Gigli by all means, whose control of soft singing and beautiful phrasing wins my heart, and probably Luciano’s as well , who sounds prosaic in contrast, despite the beauty of his voice.


----------



## BachIsBest (Feb 17, 2018)

MAS said:


> Gigli by all means, whose control of soft singing and beautiful phrasing wins my heart, and probably Luciano's as well , who sounds prosaic in contrast, despite the beauty of his voice.

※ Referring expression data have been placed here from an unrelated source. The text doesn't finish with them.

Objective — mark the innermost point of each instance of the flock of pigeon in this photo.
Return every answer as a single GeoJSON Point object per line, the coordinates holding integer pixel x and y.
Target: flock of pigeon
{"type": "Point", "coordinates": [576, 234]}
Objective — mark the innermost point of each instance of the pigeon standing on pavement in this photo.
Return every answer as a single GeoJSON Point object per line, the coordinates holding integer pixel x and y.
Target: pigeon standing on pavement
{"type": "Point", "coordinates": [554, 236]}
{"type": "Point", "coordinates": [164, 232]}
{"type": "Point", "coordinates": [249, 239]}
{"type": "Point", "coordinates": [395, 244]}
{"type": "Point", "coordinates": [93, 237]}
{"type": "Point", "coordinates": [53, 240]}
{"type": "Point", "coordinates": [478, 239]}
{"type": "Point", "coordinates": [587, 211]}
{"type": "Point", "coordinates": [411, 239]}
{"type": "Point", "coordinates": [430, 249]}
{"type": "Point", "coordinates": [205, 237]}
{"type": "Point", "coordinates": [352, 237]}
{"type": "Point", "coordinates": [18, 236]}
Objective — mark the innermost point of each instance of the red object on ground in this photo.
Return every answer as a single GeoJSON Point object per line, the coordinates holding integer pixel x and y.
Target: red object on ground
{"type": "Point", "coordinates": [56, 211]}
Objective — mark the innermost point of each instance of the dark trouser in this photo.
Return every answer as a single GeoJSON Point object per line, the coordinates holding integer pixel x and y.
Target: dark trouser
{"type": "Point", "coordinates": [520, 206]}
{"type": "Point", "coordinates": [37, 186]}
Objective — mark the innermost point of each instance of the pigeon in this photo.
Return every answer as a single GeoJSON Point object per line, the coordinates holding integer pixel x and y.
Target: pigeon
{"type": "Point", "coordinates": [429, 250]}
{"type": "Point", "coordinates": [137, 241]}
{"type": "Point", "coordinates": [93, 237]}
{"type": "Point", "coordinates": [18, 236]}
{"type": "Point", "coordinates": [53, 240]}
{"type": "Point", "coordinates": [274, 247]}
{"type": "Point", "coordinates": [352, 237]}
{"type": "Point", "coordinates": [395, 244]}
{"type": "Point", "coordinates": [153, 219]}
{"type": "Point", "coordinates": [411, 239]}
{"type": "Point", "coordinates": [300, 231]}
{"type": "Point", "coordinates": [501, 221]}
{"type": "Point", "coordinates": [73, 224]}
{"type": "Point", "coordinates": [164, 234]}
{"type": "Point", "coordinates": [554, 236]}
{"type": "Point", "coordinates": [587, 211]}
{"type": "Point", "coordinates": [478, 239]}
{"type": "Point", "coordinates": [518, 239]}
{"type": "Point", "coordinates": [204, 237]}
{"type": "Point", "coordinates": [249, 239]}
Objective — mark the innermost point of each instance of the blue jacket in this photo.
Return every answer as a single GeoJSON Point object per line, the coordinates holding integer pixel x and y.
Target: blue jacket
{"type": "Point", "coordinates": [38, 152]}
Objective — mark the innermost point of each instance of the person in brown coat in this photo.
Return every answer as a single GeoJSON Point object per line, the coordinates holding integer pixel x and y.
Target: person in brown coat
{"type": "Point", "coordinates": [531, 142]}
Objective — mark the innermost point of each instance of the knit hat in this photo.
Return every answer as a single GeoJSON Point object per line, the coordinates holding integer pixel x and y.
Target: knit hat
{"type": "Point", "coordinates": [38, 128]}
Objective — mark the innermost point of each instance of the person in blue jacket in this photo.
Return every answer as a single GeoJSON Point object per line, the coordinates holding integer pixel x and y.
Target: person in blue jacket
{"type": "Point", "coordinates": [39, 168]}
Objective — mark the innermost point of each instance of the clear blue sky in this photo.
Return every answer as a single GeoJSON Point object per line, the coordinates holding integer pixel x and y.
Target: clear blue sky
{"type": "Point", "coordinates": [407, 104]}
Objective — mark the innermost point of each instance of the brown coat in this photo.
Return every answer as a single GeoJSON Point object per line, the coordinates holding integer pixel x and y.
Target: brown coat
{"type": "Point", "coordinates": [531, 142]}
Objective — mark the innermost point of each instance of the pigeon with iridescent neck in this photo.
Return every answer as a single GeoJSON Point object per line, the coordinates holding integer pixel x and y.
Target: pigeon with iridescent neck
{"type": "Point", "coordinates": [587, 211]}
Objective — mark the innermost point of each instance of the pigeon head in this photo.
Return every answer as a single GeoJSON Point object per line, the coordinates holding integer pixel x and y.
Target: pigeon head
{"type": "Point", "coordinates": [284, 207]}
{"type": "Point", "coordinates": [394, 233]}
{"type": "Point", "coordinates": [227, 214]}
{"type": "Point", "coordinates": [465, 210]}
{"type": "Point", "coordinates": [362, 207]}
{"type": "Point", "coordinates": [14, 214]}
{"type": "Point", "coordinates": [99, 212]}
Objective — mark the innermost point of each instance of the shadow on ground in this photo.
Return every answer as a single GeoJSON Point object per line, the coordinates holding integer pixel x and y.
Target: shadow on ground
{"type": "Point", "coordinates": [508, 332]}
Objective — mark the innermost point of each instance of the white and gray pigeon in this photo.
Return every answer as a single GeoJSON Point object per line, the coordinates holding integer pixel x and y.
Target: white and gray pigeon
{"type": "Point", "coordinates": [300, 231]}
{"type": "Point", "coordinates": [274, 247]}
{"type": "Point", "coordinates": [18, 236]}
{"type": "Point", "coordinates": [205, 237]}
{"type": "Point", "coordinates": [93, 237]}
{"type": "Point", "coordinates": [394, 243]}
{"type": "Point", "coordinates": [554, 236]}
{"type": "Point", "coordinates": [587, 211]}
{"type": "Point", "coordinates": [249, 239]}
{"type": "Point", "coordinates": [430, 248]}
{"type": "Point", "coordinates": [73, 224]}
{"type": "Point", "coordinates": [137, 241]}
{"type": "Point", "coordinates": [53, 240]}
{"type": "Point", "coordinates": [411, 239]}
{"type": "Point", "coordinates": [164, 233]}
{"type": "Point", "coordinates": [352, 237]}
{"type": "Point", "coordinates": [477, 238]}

Yes, I feel Pavarotti fails to capture the "ethereal" aspect of the piece; his voice always has a "strained vulnerability" which can be very beautiful and touching, but here it hinders the overall atmosphere.


----------



## Woodduck (Mar 17, 2014)

Well, here we have Gigli, the world's foremost lirico-verismo tenor, lavishing his trademark scooping, sobbing, crooning and aspirating on an innocent aria that tastes just fine without being doused in corn syrup. But if you can put up with his unavoidable mannerisms, he does at least do more to make the music speak than Pavarotti, who sings well enough, and more tastefully, yet doesn't pluck my heartstrings. But can you believe it? Gigli even aspirates the notes of the cadenza - or some of them, anyway. Benny Lilies, shame on you!


----------



## HenryPenfold (Apr 29, 2018)

I voted Gigli. Natch. No brainer. The greatest ever. Björling very, very close.


----------



## The Conte (May 31, 2015)

Both tenors bring a plaintive quality to this standard, but I felt Pavarotti handled it better technically, so he gets my vote.

N.


----------



## Highwayman (Jul 16, 2018)

It did not disturb me on the previous occasion but Gigli`s lachrymose singing got on my nerves here. Pavarotti was not perfect but at least he provided a no bs performance with a better voice.


----------



## Azol (Jan 25, 2015)

It's so simple here.
Pavarotti performs a concert piece, showcasing his voice.
Gigli performs an aria, he acts the part and he touches my heart. Win-win.


----------



## nina foresti (Mar 11, 2014)

Well here I go again.
I can't wait to see other posters remarks because I found it totally painful to choose.
On one hand I have my man Gigli who pulled out every stop and didn't miss one single trick and sounded exquisite in its simple beauty, against what I believe to be a very early Pavarotti (I'm guessing and may well be wrong because he is missing that annoying "Nyahh" sound he constantly did which I think came later and forced me to place him way down on my favorite tenor list). But in this his voice was pure beauty and he did everything en pointe making my job to choose almost impossible.
But, like Sophie's Choice, I came up with one and it was Gigli of course! (Is my prejudice showing?)
What did you guys all say?


----------



## Saxman (Jun 11, 2019)

Gigli is at his absolute worst in some ways here. It's all over the top 'amateur acting' type stuff. Sure, he has a good voice, but I want to strangle him for using all the gimmicks and such. I can't say Pavarotti is my favorite here either, but he sings it straight and that is what makes me feel what he is feeling.


----------



## Tsaraslondon (Nov 7, 2013)

Gigli messes with the music unmercifully and I'm afraid I just can't take the aspirates, the sobs, the lapses in style, however beautiful his voice. Pavarotti is penny plain by comparison, but I prefer it, though I'd just say that I'd place all the others (Schipa, Caruso, Di Stefano and Wunderlich) ahead of both of them. Pavarotti it is then.


----------